Depuis le 27 juillet 2026, Marguerite Gnakadé, ancienne ministre des Armées, défie les barreaux du Togo en refusant toute nourriture. Son objectif : dénoncer les conditions inhumaines de sa détention et porter la voix des soixante détenus politiques togolais toujours privés de liberté.
Le 30 août 2025, Lomé s’embrase sous les cris de la jeunesse togolaise, révoltée par la hausse des prix et la réforme constitutionnelle instaurant un régime parlementaire. Ce jour-là, Marguerite Gnakadé, première femme à avoir dirigé le ministère des Armées (2020-2022) et veuve d’Ernest Gnassingbé, frère du chef de l’État, descend dans la rue. Repérée par les forces de l’ordre, elle est brièvement ramenée à son domicile avant d’être arrêtée le 17 septembre 2025. Son crime ? Avoir publiquement remis en cause la légitimité de Faure Gnassingbé à diriger le pays.
D’une figure du régime à prisonnière d’opinion
Son parcours, marqué par une nomination controversée à la tête des Armées, illustre les paradoxes du pouvoir togolais. Proche du clan Gnassingbé, elle aurait pu bénéficier d’une immunité de fait. Pourtant, son engagement aux côtés de la contestation populaire en a décidé autrement. « Nos corps sont devenus notre dernier cri quand la justice se tait. » Cette phrase, prononcée par des détenus politiques en grève de la faim en novembre 2025, résume l’ampleur de leur désespoir.
Des grèves de la faim comme ultime recours
Marguerite Gnakadé n’est pas seule dans son combat. Depuis un an, les prisonniers politiques togolais utilisent la grève de la faim pour alerter sur leurs conditions de détention. En novembre 2025, trente-sept détenus entament un mouvement collectif. En décembre, Grâce Koumayi et Abdoul Aziz Goma, un binational, tiennent cinquante jours sans s’alimenter à la prison civile de Lomé, forçant une réaction des autorités. Les organisations de défense des droits humains exigent désormais un accès immédiat aux soins pour ces grévistes.

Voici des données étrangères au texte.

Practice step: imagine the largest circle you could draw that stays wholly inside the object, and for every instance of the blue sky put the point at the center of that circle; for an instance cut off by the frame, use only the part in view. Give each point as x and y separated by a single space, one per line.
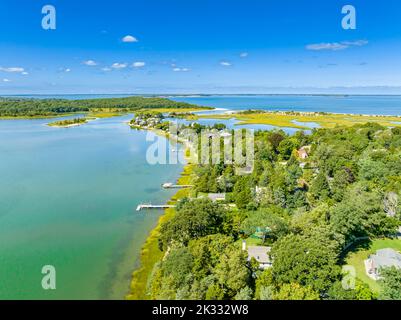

Destins carcéraux contrastés des anciens dignitaires
Son cas rappelle celui d’autres figures du régime, comme Kpatcha Gnassingbé, demi-frère du président et ancien ministre de la Défense. Condamné pour tentative de coup d’État, il est libéré fin décembre 2025 après seize ans de détention. Le général Félix Kadanga, ancien chef d’état-major, purge quant à lui une peine de vingt ans pour complicité dans un meurtre. Marguerite Gnakadé reste, à ce jour, la seule incarcérée pour un motif purement politique.
Un pays sous tension depuis la réforme constitutionnelle
L’adoption en mars 2024 d’une nouvelle Constitution, transformant le Togo en régime parlementaire, a exacerbé les tensions. Faure Gnassingbé, désormais président du Conseil des ministres, dirige le pays sans limite de mandat. L’opposition dénonce un « coup d’État constitutionnel », alimentant en 2025 un mouvement de contestation mené par la jeunesse « Gen Z ». La répression a été brutale, conduisant à des centaines d’arrestations, dont celles de nombreux détenus d’opinion.
Fin décembre 2025, une grâce présidentielle libère 1 511 détenus, saluée comme un geste d’apaisement. Pourtant, selon les estimations des organisations de la société civile, environ soixante-dix prisonniers politiques restent derrière les barreaux.
Appel à la libération et mobilisation internationale
Le collectif « Touche pas à ma Constitution » et plusieurs partis d’opposition maintiennent la pression pour la libération des détenus politiques. Ces acteurs rappellent que neuf prisonniers seraient morts en détention depuis le début de la répression, tandis que d’autres portent les séquelles de traitements inhumains. Leur exigence est claire : libération immédiate et sans condition des détenus d’opinion, ainsi qu’un accès garanti aux soins pour les grévistes de la faim comme Marguerite Gnakadé, dont l’état de santé se dégrade après onze mois de détention.